Firstlife (Everlife, #1)

The trees were the wrong trees; the buildings, the wrong buildings; the people, the wrong people. The reek of the streets, of the horse manure, the garbage, the spilled beer, and the drunken piss, it all seemed to say to me, Your mother is dead, your father is dead, your brothers are dead, and no one can help you.

And so I cursed these things. I cursed these wrong trees; the carriages; the low, sooty buildings; the high ones. It was warmer here, the ground not quite frozen, but cold all the same—I cursed that as well. The mud under my feet. I cursed the fine clothes and the poor, the buggies, the trains, the men, the women, the beggars, the horses, and the birds, all of it—I wished it all to burn, to become a fire that would lay waste to the city, for me to turn from ember to inferno under the breath of whatever it was that would listen to my prayer and answer it. And while I’d not cried once for the entire journey, I began to as I began my curses. I wept continuously, though I did not sob or shake.

§

By nightfall I remained more ash than ember. My face burned from where the tears had glazed my face and I had brushed them away. I sank against a stone wall. Nothing had answered my prayers, again. And so, having cursed everything that came near me, I cursed myself.

I was dazed from hunger—I’d never eaten away from home in my entire life. I looked at the window of a tavern full of people laughing and drinking, and saw no clear way to feed myself, no way to join them. I remember I was afraid that it was their house and they would not let me in.

The confidence that came with cursing the people in the street left me, and they frightened me now. They seemed to me like a swarm, indistinct from one another, foreign and of a piece with one another in a way I would never be. And while I was unsure how they fed themselves, what they would eat and drink, they were not unsure at all and this terrified me. I watched for signs of how it was done, in a furious despair. Not for wanting to die, but to live.

Girl, said a voice behind me, and I turned.

Are you lost? he asked.

I shook my head. This, at least, was true.

You look quite cold, more than half froze, he said. He smiled faintly, and a whisper of charm came through the air.

He was pale, somber, very tall. He had dark hair and whiskers, the whiskers a bit frozen from his breath and the wind, and he looked as if even speaking to me grieved him.

Come join me inside, he said, and indicated the saloon. Let me buy you a bit of something and get you out of the cold.

I went in. He bought me soup and a bit of beer, and I knew I might live.

§

Do you need a position? he asked.

I supposed I did.

He needed someone for help with the washing and the cooking, he said. His wife had just died. Was I handy? For it looked like I was. He was a new widower.

I was no good for it, but I nodded all the same, for I wanted at least another meal and a bed. I hoped desperation might make me better at chores.

Can you not speak? he asked, for thus far I’d said nothing.

I decided I could not and nodded yes. It would be easier this way.

Well, okay then, he said.

It was a very short charade we managed. His house that night was cold and clean, the farm large, familiar and unfamiliar both. My parents had never used hired men and women so I was unused to them and greeted them warily with a wave. He showed me to a small room off the kitchen he said was to be mine. When I came back through the kitchen and found him asleep by his bottle, a little whiskey was still in the glass.

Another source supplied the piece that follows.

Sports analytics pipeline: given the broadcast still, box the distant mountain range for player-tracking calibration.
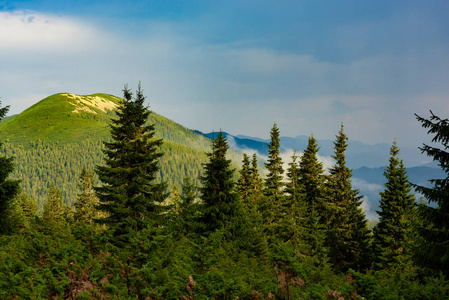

I was still cold, and though I had come into the kitchen to be close to the fire, I thought to try this—he had said it warmed one, but had not offered it to me. The taste burned, but the warmth was there and ran through me, consoling.

I sipped again.

I roused him, for he should be in his bed, it seemed to me, and helped him up the stairs.

§

By the end of the next day, it was quite clear I was as bad as I ever had been at the cooking and the wash. He was nice enough, but as I cleaned the table and took his plate, he made a face.

I had found him asleep at the table again. He’d stayed late, drinking by the kitchen fire. I woke him to go to bed, and as I did, he looked at me and I saw his eyes.

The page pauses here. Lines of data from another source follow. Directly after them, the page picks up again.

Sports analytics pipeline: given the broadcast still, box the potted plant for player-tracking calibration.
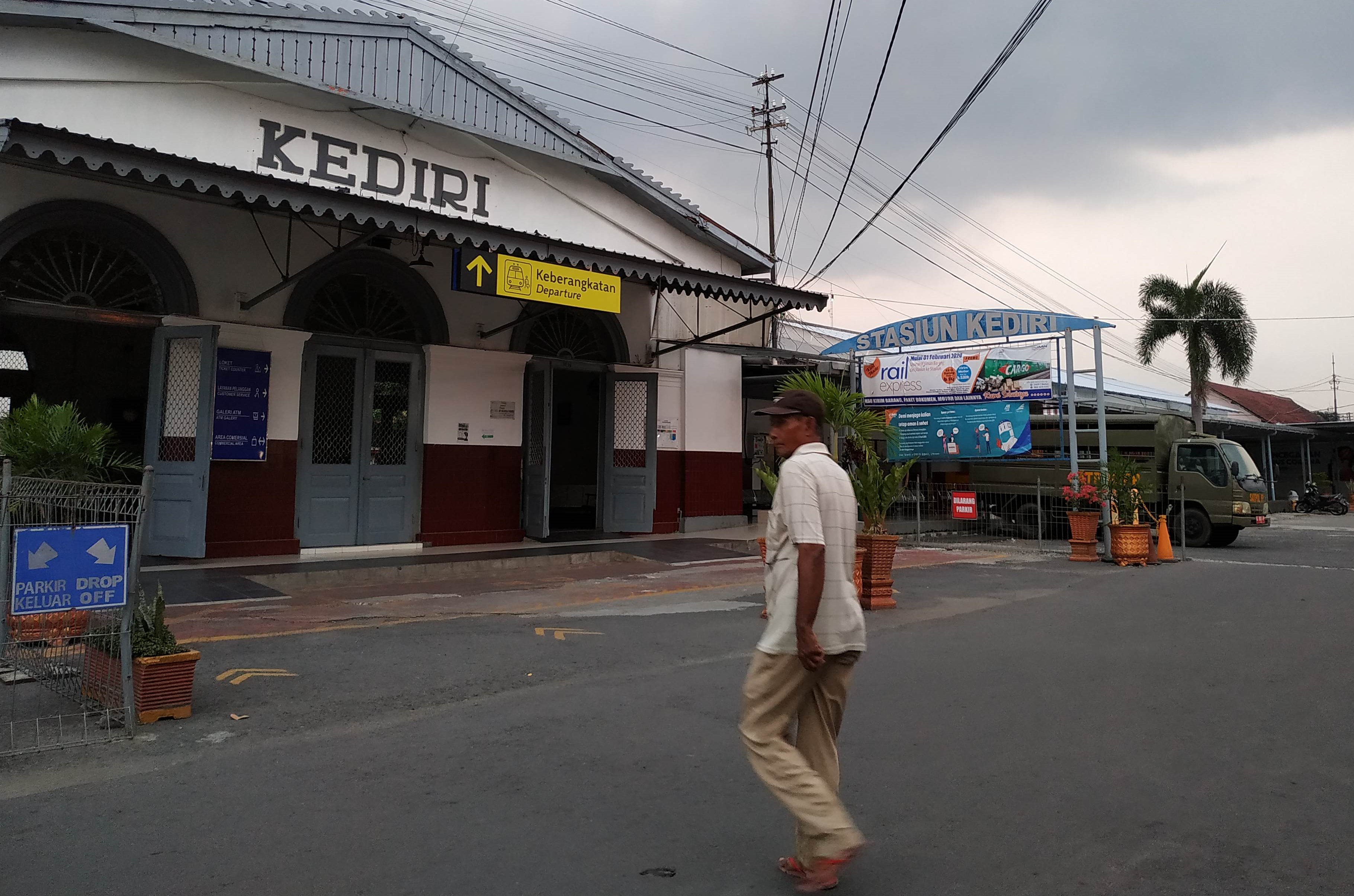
[81,587,202,724]
[852,451,915,610]
[1063,470,1105,562]
[1105,451,1152,566]
[0,395,138,644]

I slowly understood; I was close to a lesson, one I had long understood would come. I could tell what he wanted from me.

I’d had to break the ice on the East River to wash clothes that froze before they dried. His eyes reminded me of that ice. I wondered if it would be worse than that and decided perhaps it was not.

I guided him to his room. I laid him out on his bed, helping him off with his clothes, pausing before also draping mine. I stood cold, naked, at the edge of this moment. I told myself I could still leave, though I knew I could not, and climbed into the bed on top of him.